China Life Insurance Co Ltd, the nation's largest life insurer, plans to test the property market waters to diversify its investment portfolio, the company's Chairman Yang Chao said Thursday.
"China Life will seek investment opportunities in infrastructure, equity, fixed-income securities and the property market," Yang said.
According to Yang, the China Insurance Regulatory Commission is expected to allow insurers to invest in infrastructure and real estate soon and is working out the modalities in this regard.
"We expect the guidelines to come out soon. China Life will hire talent familiar with the real estate sector and we are doing the preparatory work in this regard," said Yang.
Industry analysts said it would be good for insurers to invest in the property market, as they can improve their profitability with more investment options.
The sharp fall in the capital markets due to the financial turmoil has put substantial pressure on insurers' investments. China Life saw its total investment return in 2008 falling 61.4 percent from a year earlier, while its net profit drop was about 45.3 percent.
China Life has increased its investments in fixed-income securities and term deposits to over 85 percent of its total investment, while the investment proportion on equities was down to 8 percent from 15 percent earlier.

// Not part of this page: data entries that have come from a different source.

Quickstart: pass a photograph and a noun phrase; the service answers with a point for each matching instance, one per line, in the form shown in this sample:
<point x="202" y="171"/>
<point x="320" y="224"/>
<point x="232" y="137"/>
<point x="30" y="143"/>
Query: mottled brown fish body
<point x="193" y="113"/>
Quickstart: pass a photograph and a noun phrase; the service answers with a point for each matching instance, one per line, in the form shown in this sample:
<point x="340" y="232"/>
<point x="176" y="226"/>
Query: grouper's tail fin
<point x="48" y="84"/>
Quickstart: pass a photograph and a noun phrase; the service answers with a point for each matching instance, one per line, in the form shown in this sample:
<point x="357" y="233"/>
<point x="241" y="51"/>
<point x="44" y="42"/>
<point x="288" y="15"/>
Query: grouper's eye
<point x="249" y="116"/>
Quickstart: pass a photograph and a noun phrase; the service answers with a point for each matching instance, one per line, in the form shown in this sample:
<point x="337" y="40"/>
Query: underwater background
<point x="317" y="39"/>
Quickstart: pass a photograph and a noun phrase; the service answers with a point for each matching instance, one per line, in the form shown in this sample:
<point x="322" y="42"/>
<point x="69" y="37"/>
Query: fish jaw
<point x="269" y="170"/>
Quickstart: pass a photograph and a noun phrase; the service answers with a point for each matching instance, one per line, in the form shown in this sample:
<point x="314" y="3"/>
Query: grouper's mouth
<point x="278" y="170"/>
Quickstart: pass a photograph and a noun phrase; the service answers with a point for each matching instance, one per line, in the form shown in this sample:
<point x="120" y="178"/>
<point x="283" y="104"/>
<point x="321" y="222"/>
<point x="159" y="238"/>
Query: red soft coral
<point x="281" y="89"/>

"To alleviate the pressure on profitability, the insurers need to find long-term investment opportunities to get stable returns. The insurers' investments in the property market would most likely be in the commercial market rather than residential housing market," said Tao Zheng'ao, analyst, Donghai Securities.
According to Tao, insurers may also be allowed to invest in private equity funds and the soon to-be launched real estate investment trusts (REITs).
Based on international experience, the insurers' property investment may be capped at 5 percent of their total investment, industry experts said.
"It's the first time that Chinese insurers would be permitted to invest in the property market, so it's necessary to set a lower investment threshold to control risks. The investment on commercial property, equity and infrastructure could be all limited to within 5 percent of the total investment, with the investment return expected to be 8 percent, 15 percent and 6 percent respectively," said Wang Xiaogang, analyst, Orient Securities.